As I write this, I am at the old Seminary of the Immaculate Conception in Huntington, LI on retreat. It is very quiet and peaceful here. The Virus has kept many away. But as I look at the green fields and the surrounding woods, I begin to feel that things will get better for the world after this pandemic.
My reflections have been guided by God onto the very fascinating but seldom talked about part of Jesus’ life on earth: His growing up, His youth, His teenage years, His young adulthood, His working, His ordinary life that was not filled with miracles. This is why it is called His ‘hidden life’, which was most of it!
Was He ever sick? What did He do around the house? What was Mary like? And Joseph? How did Joseph die? What was Jesus presence like in the little synagogue in Nazareth? What did He most enjoy doing? Who were His friends? Why did He not get married?
So many questions, yet nothing and nowhere to check.
This mystery extends to His Mom and Dad. They lived and worked and loved together. They were family. And we are talking about 30 years! Obviously, these were some of the most formative and important years of Christ’s life. Mary and Joseph were not just part of His life: for those 30 years they were His life.
Don’t you think it odd that so little has been written about those years that produced the most famous person in world history? True, there is nothing written about it. Where would someone do research?
My point in bringing this up is to see Our Blessed Lady in a new and deeper way. Here is a woman of faith who did no miracles while she lived. Except for one very important one: she enabled the greatest miracle to happen in the history of the Universe: God became flesh within her! Her ‘Fiat’ (Let it be!) enabled the hidden secret process to begin. Jesus Christ, truly human and truly divine, took flesh in her womb.
But after that, she was just like us. No miracles, no special privileges, only being a woman of faith and enduring the death of her spouse Joseph, and then witnessing the horrific death of her Son, God’s Son. She was also present when the Church began on Pentecost and she remained to the early Christian community the clearest link to the Lord of heaven and earth.
But during those 30 years in Nazareth, she did many ordinary things that all mothers do. She cooked and made sure things were prepared for Joseph and Jesus who probably journeyed to nearby Sepphoris (which is where the rich Romans and Greeks built elegant villas that needed skilled workmen from places like Nazareth). I can see Mary waving goodbye to Jesus and Joseph after giving them their lunch in a satchel! She probably had wash and cleaning to do, maybe babysitting for nieces and nephews from her family and Joseph’s. She kept busy as she cherished and pondered in her heart what would become of Jesus. How would He make Himself known? As any mother would, she assessed the dangers He would face. Did she have any premonition of the terror of His final days and the glory of His risen Presence? Both before the event of the Crucifixion and during it, she must have felt: That is my Baby, my Child, my Son!
But it was those thirty years of formation in what St. Paul VI called the ‘School of Nazareth’ that the human foundations were laid for who Jesus became. Truly the miraculous from the ordinary, the supernatural from the natural.
This is why I see her as such a real woman, not a myth, not an angel, not a supernatural being. But a mother who did all the ordinary things that a mother has to do, for thirty years.

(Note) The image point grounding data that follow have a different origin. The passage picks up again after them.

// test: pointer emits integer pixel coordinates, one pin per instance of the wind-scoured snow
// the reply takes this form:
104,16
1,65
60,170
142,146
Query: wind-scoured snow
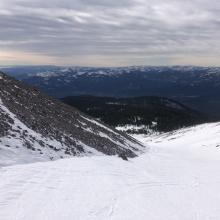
177,179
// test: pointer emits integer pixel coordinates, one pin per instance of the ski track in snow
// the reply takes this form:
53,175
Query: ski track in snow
174,180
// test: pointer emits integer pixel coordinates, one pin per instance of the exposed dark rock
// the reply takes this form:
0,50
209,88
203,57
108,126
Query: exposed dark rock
53,120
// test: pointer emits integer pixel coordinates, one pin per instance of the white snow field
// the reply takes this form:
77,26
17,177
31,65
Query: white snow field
178,178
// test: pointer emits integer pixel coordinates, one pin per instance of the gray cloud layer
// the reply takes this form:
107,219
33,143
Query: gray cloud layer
110,33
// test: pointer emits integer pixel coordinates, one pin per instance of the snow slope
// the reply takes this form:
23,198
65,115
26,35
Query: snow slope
177,179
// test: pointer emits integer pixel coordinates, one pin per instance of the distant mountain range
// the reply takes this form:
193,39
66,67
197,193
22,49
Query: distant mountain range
35,127
197,87
138,114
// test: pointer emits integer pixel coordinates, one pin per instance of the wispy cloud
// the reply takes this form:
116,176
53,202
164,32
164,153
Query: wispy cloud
111,33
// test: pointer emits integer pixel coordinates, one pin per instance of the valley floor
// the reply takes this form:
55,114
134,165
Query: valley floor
173,180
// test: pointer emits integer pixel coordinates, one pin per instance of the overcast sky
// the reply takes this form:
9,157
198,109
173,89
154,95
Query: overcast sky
110,32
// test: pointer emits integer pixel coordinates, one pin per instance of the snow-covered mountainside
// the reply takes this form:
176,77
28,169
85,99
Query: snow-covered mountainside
177,179
197,87
34,127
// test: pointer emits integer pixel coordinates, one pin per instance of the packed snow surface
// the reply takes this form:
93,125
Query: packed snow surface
178,178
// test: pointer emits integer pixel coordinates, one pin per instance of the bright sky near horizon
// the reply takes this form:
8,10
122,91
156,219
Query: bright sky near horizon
110,33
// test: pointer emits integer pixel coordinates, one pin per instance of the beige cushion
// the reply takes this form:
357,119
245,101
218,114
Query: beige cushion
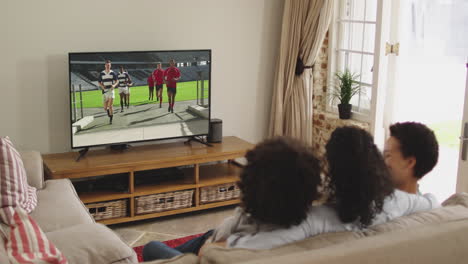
214,254
91,243
182,259
58,206
446,243
434,216
34,169
457,199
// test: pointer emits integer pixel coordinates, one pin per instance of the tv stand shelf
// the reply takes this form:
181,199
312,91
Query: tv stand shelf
198,172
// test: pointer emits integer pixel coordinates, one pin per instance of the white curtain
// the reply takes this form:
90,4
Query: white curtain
305,24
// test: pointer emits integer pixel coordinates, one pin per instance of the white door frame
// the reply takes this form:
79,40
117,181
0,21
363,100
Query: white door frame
379,87
462,177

As a Marian altar proclaims in the National Shrine: “More Mother than Queen”.
She, more than anyone else, made Jesus the man who He became. Even biologically, one must assume that the DNA of Jesus was Mary’s DNA. Which explains the moment when Dante meets Jesus and Mary in the Paradiso of his Divine Comedy. He asks Beatrice, his guide, “Who is the man that almost looks exactly like Mary?” She replies, “That it is Jesus the Savior, Mary’s son.”
While I love the many and glorious representations of Mary as Queen that many nationalities consider emblematic of their country’s devotion to Our Lady, I guess I prefer to see her in her humanity and her personal maternal care she has for all of us.
She was a real woman and mother who said yes to the redemption of the world not having a single notion of what the plan would be. This is what I think about when I turn my attention in prayer to the Mother of God, both on retreat and in the parish.
“But when the fullness of time had come, God sent his Son, born of a woman, born under the law, to ransom those under the law, so that we might receive adoption” (Gal 4:4-5).